In other states, corporate and ideological interests have successfully taken over courts with far-reaching consequences. In Wisconsin, for example, the deeply partisan court this year overturned an order by the governor to postpone the April primary, resulting in a pandemic election in which voters stood in line for hours amid stay-at-home orders; and temporarily halted the mailing of absentee ballots to more than 1 million voters. 

Incumbent Paul Thissen

Thissen was appointed to the Supreme Court by then-Gov. Mark Dayton in 2018. Thissen resigned from the Minnesota House of Representatives — where he’d served for 16 years, including a term as speaker of the House — to take the job. Before he became a justice, he worked for a private law firm, providing legal counsel for health care organizations. He also unsuccessfully ran for governor twice.

Thissen said his background in law and government makes him a strong candidate for the Supreme Court. His understanding of the policymaking process is helpful in interpreting state laws, he said, and his experiences working with Minnesotans from diverse backgrounds make him more empathetic to the people who come before the court.

“I have a long history of public service in Minnesota, and I feel like this is an extension of that service,” Thissen said. 

Protecting individual rights and increasing access to legal help, especially for low-income people, people of color and people in rural areas, are Thissen’s top priorities on the Supreme Court, he said. He wants to continue the court’s work to make affordable legal counsel more available, like the pilot project the court recently approved that allows paralegals to give advice on eviction and family law cases.

Thissen said he also wants the Supreme Court to remain “a place where the rule of law is honored, and a court whose decisions are set by law rather than a personal or partisan issue.”

“I think that we should hold our justices and our judges to a high standard of professional and ethical conduct,” he said. “And I think that’s a big distinction between my opponent and me.”

Challenger Michelle MacDonald

MacDonald has 33 years of legal experience, including work as a judge in Hennepin County small claims court.
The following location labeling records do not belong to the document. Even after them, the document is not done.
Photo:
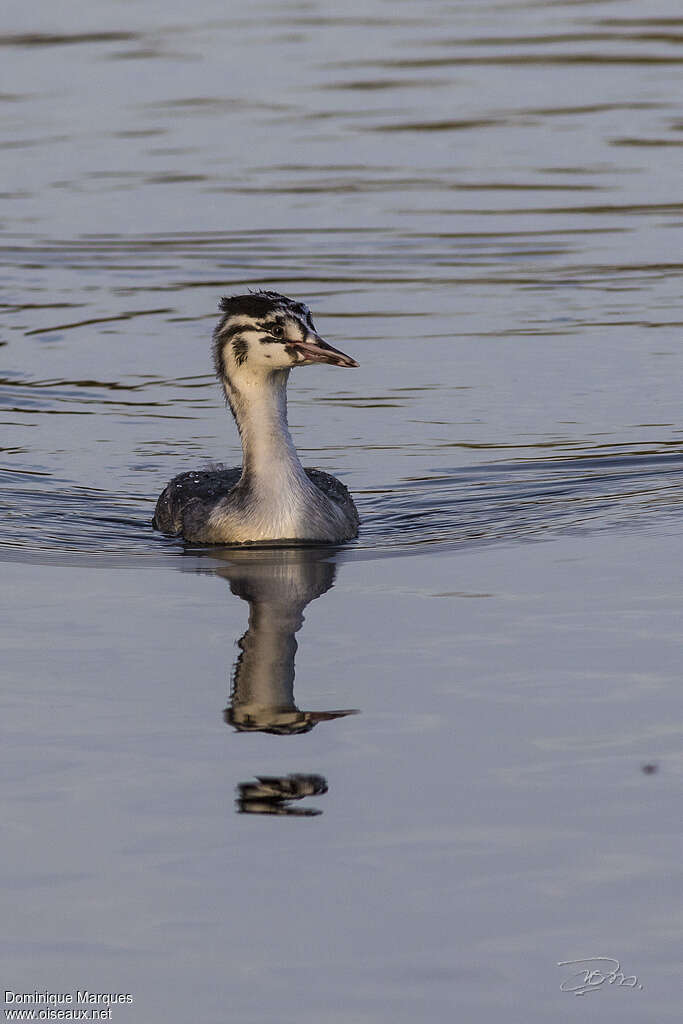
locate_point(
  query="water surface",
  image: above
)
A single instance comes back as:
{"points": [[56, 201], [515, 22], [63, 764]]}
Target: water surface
{"points": [[480, 202]]}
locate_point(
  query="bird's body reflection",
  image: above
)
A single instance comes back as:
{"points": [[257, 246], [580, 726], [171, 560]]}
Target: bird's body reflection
{"points": [[278, 584]]}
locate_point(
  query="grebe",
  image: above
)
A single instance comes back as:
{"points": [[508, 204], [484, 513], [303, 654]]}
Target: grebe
{"points": [[272, 498]]}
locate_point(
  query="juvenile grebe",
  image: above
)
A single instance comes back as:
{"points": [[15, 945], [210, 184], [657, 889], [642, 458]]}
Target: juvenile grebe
{"points": [[272, 498]]}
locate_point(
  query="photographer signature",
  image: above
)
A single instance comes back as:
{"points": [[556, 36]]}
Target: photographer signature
{"points": [[589, 979]]}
After working as an arbitrator in family and civil court, MacDonald became disillusioned with the family court system and in 2011 started Family Innocence, a nonprofit that aims to help families resolve issues outside of court with mediation and restorative practices.

MacDonald said she would like to see the family court system — which she said is “extremely corrupted” and “shouldn’t exist, legally” — replaced by mediation practices like those used at her nonprofit, except in cases involving violence or abuse. 

MacDonald campaigned for a seat on the Supreme Court in 2014, 2016 and 2018, and she said she is running again to “end the corruption” in the state’s legal system. MacDonald said she believes the court system fails to provide due process, a speedy trial or impartial decision making.

Voters shouldn’t be deterred by her disciplinary record, she said.

“I see my disciplinary proceedings as a badge of honor,” she said. “I’m not going to be muzzled.”

MacDonald could face a year of probation for making “knowingly false statements” about Dakota County Judge David Knutson during an interview with WCCO in October 2018, less than a year after she had been suspended and placed on probation for comments about the same judge, according to court filings

MacDonald said the disciplinary case was politically motivated — possibly even “election interference” — and an effort to stop her from speaking out about “corruption.”

“I think (the board) is being exposed for what they really are, and they’re a cover-up organization,” MacDonald said, referring to the state Office of Lawyers Professional Responsibility that oversees the discipline system for lawyers. “They pick on attorneys that actually want to help people and change the system.”

MacDonald’s 60-day suspension and two-year probation in 2018 followed her work on the case of Sandra Grazzini-Rucki, a Lakeville woman convicted of six felonies for hiding her daughters from their father for two years. MacDonald sued Knutson, the judge, alleging he wasn’t impartial in the case and acted maliciously against her and Grazzini-Rucki.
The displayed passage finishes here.